Nonetheless, the court's judges decided to rehear the case en-banc when it came the Fourth Amendment issue, and here we are with a new decision. Judge Diana Gribbon Motz, who was the lone dissenting vote on last year's three-judge panel, wrote the majority opinion. The gist of the decision is that the Fourth Amendment wasn't violated because the data had already been turned over to a third party: the cell service providers that Graham and Jordan paid for their phone plans. I'll let Judge Gribbon Motz explain:
Supreme Court precedent mandates this conclusion. For the Court has long held that an individual enjoys no Fourth Amendment protection “in information he voluntarily turns over to [a] third part[y].” Smith v. Maryland, 442 U.S. 735, 743-44 (1979). This rule — the third-party doctrine — applies even when “the information is revealed” to a third party, as it assertedly was here, “on the assumption that it will be used only for a limited purpose and the confidence placed in the third party will not be betrayed.”
For now where things go with U.S. v. Graham is very much up in the air. As The Wall Street Journal points out, this is one of several cases where a circuit court has sided with the government on third-party doctrine. Meghan Skelton, the lawyer representing Graham and Jordan, told the Journal that she plans to appeal to the Supreme Court. Reuters notes, rightly, that the Supreme Court decided not to hear a similar case last year, but the bubbling up of more cases may lead them to weigh in on the matter.
But there's good reason to be concerned, because this decision feels a little bit like the judicial equivalent of going ¯\_(ツ)_/¯ when it comes to cell phone location data. After all, we are all carrying phones around all the time that are constantly tracking our locations, unless they're turned off or in airplane mode. This decision implies that the government could track all of our movements without needing a judge to sign off.

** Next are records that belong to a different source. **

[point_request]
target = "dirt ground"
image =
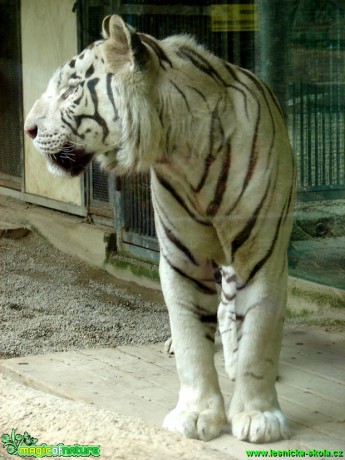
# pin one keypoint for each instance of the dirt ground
(50, 301)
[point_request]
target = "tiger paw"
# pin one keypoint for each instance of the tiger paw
(204, 425)
(260, 427)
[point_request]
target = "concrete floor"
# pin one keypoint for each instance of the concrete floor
(141, 381)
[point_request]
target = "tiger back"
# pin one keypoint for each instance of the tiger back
(212, 136)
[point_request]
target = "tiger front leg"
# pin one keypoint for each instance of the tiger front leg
(255, 414)
(191, 298)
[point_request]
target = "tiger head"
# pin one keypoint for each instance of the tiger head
(102, 103)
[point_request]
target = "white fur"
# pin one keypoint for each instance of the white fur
(178, 110)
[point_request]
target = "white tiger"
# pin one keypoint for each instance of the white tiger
(222, 177)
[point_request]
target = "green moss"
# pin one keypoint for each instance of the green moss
(109, 240)
(138, 268)
(39, 233)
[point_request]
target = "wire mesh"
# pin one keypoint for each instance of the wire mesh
(317, 95)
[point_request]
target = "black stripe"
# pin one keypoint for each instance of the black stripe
(90, 71)
(199, 93)
(199, 286)
(182, 94)
(211, 318)
(74, 131)
(179, 200)
(213, 207)
(200, 63)
(210, 158)
(162, 57)
(210, 337)
(254, 152)
(91, 84)
(244, 234)
(171, 237)
(268, 254)
(111, 96)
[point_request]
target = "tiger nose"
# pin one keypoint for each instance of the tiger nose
(31, 132)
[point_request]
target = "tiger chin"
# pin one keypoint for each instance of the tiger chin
(212, 136)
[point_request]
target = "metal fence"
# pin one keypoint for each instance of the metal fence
(316, 100)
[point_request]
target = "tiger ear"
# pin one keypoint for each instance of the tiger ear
(123, 47)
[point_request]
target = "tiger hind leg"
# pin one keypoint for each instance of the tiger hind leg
(227, 320)
(255, 414)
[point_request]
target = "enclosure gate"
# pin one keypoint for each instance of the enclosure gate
(11, 129)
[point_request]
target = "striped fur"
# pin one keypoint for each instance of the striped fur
(222, 178)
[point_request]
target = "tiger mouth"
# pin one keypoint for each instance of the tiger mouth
(71, 161)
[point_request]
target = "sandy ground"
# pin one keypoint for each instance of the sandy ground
(50, 301)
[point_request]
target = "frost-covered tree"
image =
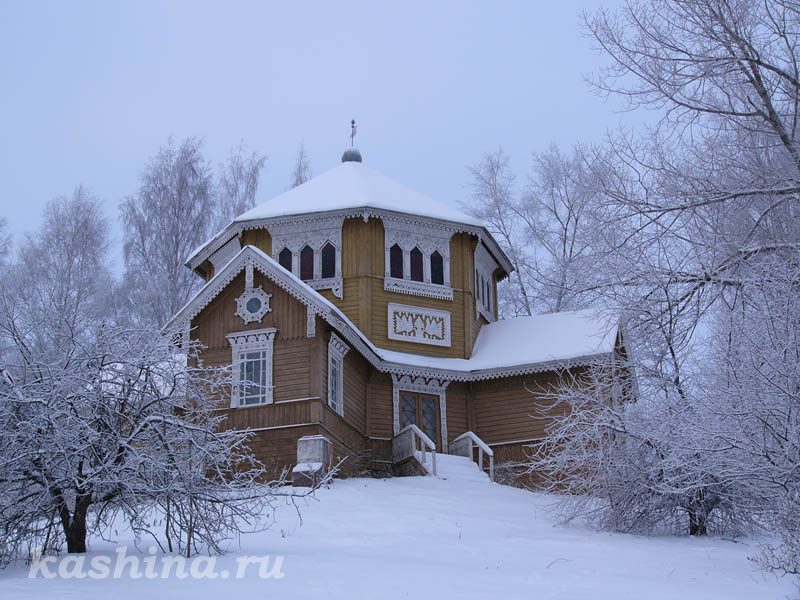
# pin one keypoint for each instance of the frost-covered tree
(549, 230)
(99, 419)
(302, 171)
(118, 425)
(57, 288)
(171, 214)
(703, 233)
(237, 184)
(493, 201)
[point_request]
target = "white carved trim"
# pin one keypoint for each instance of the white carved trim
(364, 212)
(246, 341)
(311, 322)
(419, 325)
(225, 253)
(346, 329)
(335, 284)
(314, 233)
(432, 387)
(417, 288)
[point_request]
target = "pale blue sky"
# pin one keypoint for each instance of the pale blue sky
(89, 90)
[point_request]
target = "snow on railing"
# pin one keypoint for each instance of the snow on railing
(404, 445)
(463, 445)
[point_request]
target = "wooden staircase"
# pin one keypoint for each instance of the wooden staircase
(414, 453)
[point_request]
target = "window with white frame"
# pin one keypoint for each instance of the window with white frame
(417, 259)
(336, 351)
(311, 249)
(485, 266)
(252, 367)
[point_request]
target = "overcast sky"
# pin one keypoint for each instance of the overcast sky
(90, 90)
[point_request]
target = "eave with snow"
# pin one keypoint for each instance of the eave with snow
(357, 311)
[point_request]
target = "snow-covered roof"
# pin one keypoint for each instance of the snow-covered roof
(539, 339)
(351, 185)
(503, 348)
(352, 189)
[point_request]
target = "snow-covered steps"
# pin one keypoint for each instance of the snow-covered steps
(459, 467)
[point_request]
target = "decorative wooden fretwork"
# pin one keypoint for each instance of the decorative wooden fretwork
(313, 235)
(420, 325)
(425, 387)
(253, 304)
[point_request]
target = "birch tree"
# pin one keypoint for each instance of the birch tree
(703, 225)
(171, 214)
(302, 171)
(237, 184)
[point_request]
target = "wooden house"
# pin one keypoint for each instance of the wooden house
(361, 321)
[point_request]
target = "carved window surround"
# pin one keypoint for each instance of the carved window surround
(253, 304)
(433, 387)
(296, 234)
(428, 239)
(243, 344)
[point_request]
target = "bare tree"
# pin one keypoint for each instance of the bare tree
(237, 184)
(703, 229)
(61, 277)
(493, 201)
(121, 427)
(170, 216)
(302, 168)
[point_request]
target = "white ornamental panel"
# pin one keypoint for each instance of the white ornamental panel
(420, 325)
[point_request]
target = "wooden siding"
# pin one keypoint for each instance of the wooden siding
(365, 302)
(381, 412)
(295, 363)
(506, 411)
(260, 238)
(457, 393)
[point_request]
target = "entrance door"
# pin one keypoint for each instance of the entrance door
(421, 410)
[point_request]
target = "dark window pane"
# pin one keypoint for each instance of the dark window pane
(416, 264)
(429, 420)
(306, 263)
(437, 268)
(285, 259)
(328, 261)
(396, 261)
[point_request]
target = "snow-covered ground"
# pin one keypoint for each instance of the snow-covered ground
(460, 537)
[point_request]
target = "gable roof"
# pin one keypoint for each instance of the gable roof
(503, 348)
(352, 190)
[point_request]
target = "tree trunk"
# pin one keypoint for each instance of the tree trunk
(698, 523)
(75, 526)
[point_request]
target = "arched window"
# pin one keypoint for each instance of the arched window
(328, 261)
(285, 259)
(396, 261)
(306, 263)
(437, 268)
(416, 264)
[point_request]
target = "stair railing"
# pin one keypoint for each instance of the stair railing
(463, 446)
(405, 443)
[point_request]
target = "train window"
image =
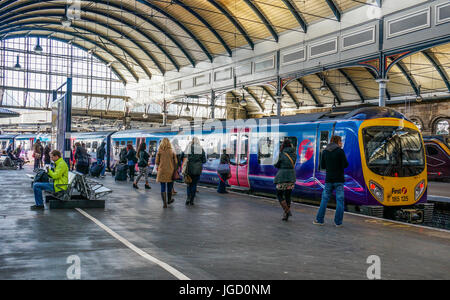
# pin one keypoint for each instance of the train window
(323, 144)
(432, 151)
(292, 139)
(243, 157)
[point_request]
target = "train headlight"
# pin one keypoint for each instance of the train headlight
(376, 190)
(419, 189)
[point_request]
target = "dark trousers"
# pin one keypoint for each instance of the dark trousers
(192, 187)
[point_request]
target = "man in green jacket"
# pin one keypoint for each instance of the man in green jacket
(60, 180)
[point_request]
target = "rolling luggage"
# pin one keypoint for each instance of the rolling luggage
(96, 170)
(121, 172)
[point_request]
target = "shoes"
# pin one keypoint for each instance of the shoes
(317, 223)
(37, 207)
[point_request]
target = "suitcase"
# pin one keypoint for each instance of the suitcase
(121, 172)
(96, 170)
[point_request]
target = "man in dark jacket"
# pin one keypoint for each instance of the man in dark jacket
(334, 161)
(101, 153)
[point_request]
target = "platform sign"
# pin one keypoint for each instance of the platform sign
(61, 119)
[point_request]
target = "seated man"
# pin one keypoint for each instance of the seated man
(59, 176)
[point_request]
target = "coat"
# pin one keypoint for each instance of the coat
(334, 161)
(60, 175)
(286, 170)
(167, 163)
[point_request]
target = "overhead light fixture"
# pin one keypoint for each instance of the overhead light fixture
(17, 66)
(64, 20)
(38, 47)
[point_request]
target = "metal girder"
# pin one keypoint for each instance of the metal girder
(330, 87)
(334, 9)
(202, 20)
(121, 7)
(269, 93)
(411, 80)
(123, 48)
(20, 28)
(296, 14)
(94, 11)
(255, 98)
(292, 97)
(355, 87)
(433, 60)
(374, 75)
(236, 24)
(263, 18)
(310, 92)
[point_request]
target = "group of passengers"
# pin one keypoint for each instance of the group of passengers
(170, 159)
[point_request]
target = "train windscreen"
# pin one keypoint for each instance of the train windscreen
(393, 151)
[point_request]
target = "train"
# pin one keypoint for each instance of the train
(438, 158)
(387, 173)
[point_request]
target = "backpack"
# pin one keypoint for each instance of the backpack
(41, 176)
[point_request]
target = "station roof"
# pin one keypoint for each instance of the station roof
(6, 113)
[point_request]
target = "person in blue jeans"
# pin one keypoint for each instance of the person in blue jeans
(335, 162)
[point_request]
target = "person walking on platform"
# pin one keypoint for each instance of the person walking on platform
(38, 151)
(334, 161)
(81, 159)
(101, 153)
(285, 178)
(131, 161)
(47, 151)
(166, 163)
(194, 159)
(143, 163)
(60, 178)
(224, 172)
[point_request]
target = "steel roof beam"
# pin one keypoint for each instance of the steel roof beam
(433, 60)
(236, 24)
(405, 73)
(334, 9)
(94, 11)
(124, 49)
(120, 6)
(21, 28)
(202, 20)
(352, 83)
(263, 18)
(330, 87)
(255, 98)
(296, 14)
(310, 92)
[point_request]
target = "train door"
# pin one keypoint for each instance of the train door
(324, 133)
(239, 143)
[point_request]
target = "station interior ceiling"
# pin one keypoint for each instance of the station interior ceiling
(141, 39)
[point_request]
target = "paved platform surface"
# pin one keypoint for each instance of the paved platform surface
(232, 236)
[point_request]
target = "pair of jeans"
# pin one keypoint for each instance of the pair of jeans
(169, 187)
(101, 161)
(192, 188)
(38, 187)
(326, 195)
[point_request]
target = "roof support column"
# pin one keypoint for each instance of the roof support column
(382, 91)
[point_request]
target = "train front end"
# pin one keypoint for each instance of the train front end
(394, 168)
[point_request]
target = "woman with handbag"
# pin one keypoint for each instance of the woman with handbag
(224, 172)
(195, 157)
(143, 162)
(166, 163)
(285, 178)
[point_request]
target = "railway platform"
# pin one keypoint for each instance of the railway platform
(231, 236)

But Gribbon Motz sounds okay with this. Here's how she describes what the government did:
"[T]he Government did not surreptitiously view, listen to, record, or in any other way engage in direct surveillance of Defendants to obtain this information" she writes. "Rather, as the Sprint/Nextel custodian of the CSLI records testified at trial, CSLI is created and maintained in the normal course of Sprint/Nextel’s business."
If this sounds familiar, it's because it seems an awful lot like the argument that the NSA made around simply collecting metadata, and not the content of phone calls, made by millions of Americans. But, as former-NSA head Michael Hayden has said, "We kill people based on Metadata." And while we may not kill armed robbers based on it, we certainly put them in jail.
In all fairness to Gribbon Motz, she's not arguing that all this is right, but that it is legal when a company does the tracking and hands it over to the government.
Defendants contend that the government always invades an individual’s reasonable expectation of privacy when it employs technological devices to track an individual’s moves. Perhaps so. But that question is not before us. No government tracking is at issue here. Rather, the question before us is whether the government invades an individual’s reasonable expectation of privacy when it obtains, from a third party, the third party’s records, which permit the government to deduce location information.
But that is the entire problem! By externalizing responsibility for this sort of data collection, government agencies that are interested in surveilling citizens get to have their cake and eat it too. A vast amount of revealing data is collected (free of charge) by a private entity, and can be obtained without a warrant. It also puts a great deal of power into the hands of telecom giants like Verizon or AT&T, what sort of information they retain, and how they protect that information. Of course, these aren't companies known for their caution with user data.
The solution to this is nothing less than to rethink exactly what Gribbon Motz mentions, what Americans (and the rest of the world) believe a "reasonable expectation of privacy" is when it comes to technology. This is why privacy advocates tell people to download encrypted chat apps and turn off location tracking on their phones, but even that isn't enough; your phone has to reveal its location to surrounding cell towers to get service. As decisions like this show, a workable privacy-protecting solution won't come from the courts, and will probably take legislation. So, good luck!